Para além do testemunho da influência dos modelos impressos nos periódicos manuscritos, o pequeno jornal é um documento que permite ao leitor a oportunidade de vislumbrar um momento das relações sociais da pequena povoação encravada nos limites do sertão centro-oeste mineiro, naquele tempo ainda não totalmente desbravado.

Os cronistas atuais dão conta da fundação do arraial nos primeiros anos do século XIX, por Antônio de Morais Pessoa que recebeu uma sesmaria, nos confins do rio São Francisco, segundo anotações cartoriais de 1802. O nome do lugar, Santo Antônio dos Tiros, estaria ligado a um episódio de troca de tiros entre garimpeiros de diamantes, atividade proibida na época, contra soldados do quartel que existia na região. Em 1867, o arraial passou a paróquia, situação que se mantinha no momento em que o periódico circula.

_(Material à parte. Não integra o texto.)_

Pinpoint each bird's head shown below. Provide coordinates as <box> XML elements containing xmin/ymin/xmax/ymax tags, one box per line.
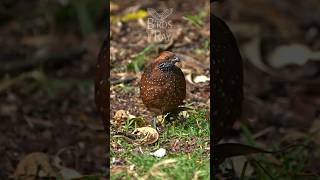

O texto de apresentação do periódico faz uma alusão irônica ao modelo gráfico utilizado, prevenindo a seus leitores que “na arena dos filhos de Gutenberg... dar[ia] seu próprio Tiro”, embora empunhando as armas de que dispunha – e as empunharia “mal”, afirma. Sua palavra de ordem seria a esperança aristotélica – “A esperança é o sonho do homem acordado”! Em seguida, informa o número de óbitos e nascimentos na capital federal, no mês de maio – a edição é do mês de junho! Prossegue com piadas ligeiras e máximas moralizantes e, já na página dois, reproduz um idílio, que vai assinado como da lavra do escritor Catulle Mendés (1841-1909), autor francês de ascendência portuguesa, muito afamado no Brasil. Em sequência, um credo ao amor ocupa o resto da segunda coluna, poesias simples que nos dão conta de que a literatura por mais simplória que pudesse ser, era importante para a gente daquele lugar. A terceira coluna apresenta notícias sobre um linchamento do assassino de um comendador, ocorrido em lugarejo próximo a Manhuaçu, e uma reflexão moralizante. A página três é ocupada pelo noticiário: comerciantes que partem para o Rio de Janeiro, o dentista e o visitante que chegaram, a professora que foi nomeada, a saúde do morador amigo, a colheita que foi boa, o cidadão que partirá – uma mostra da circulação das gentes da pequena cidade pela região e até a capital. Depois aparecem um poema e um acróstico. A última página é composta por anúncios: do hotel, da casa de negócios e dos serviços de pintor e outros.

Um dos anúncios chama a atenção, pois se refere à oficina da própria folha manuscrita, que oferece serviços de arte tipográfica. Uma ironia, uma brincadeira com o leitor, ligada ao texto de apresentação, que pretendeu articular o manuscrito com o mundo de Gutenberg? Sem que seja possível uma resposta precisa, fica registrada a filiação do jornaleco à perspectiva jocosséria, presença constante e marcante em tantos pequenos jornais impressos no século XIX.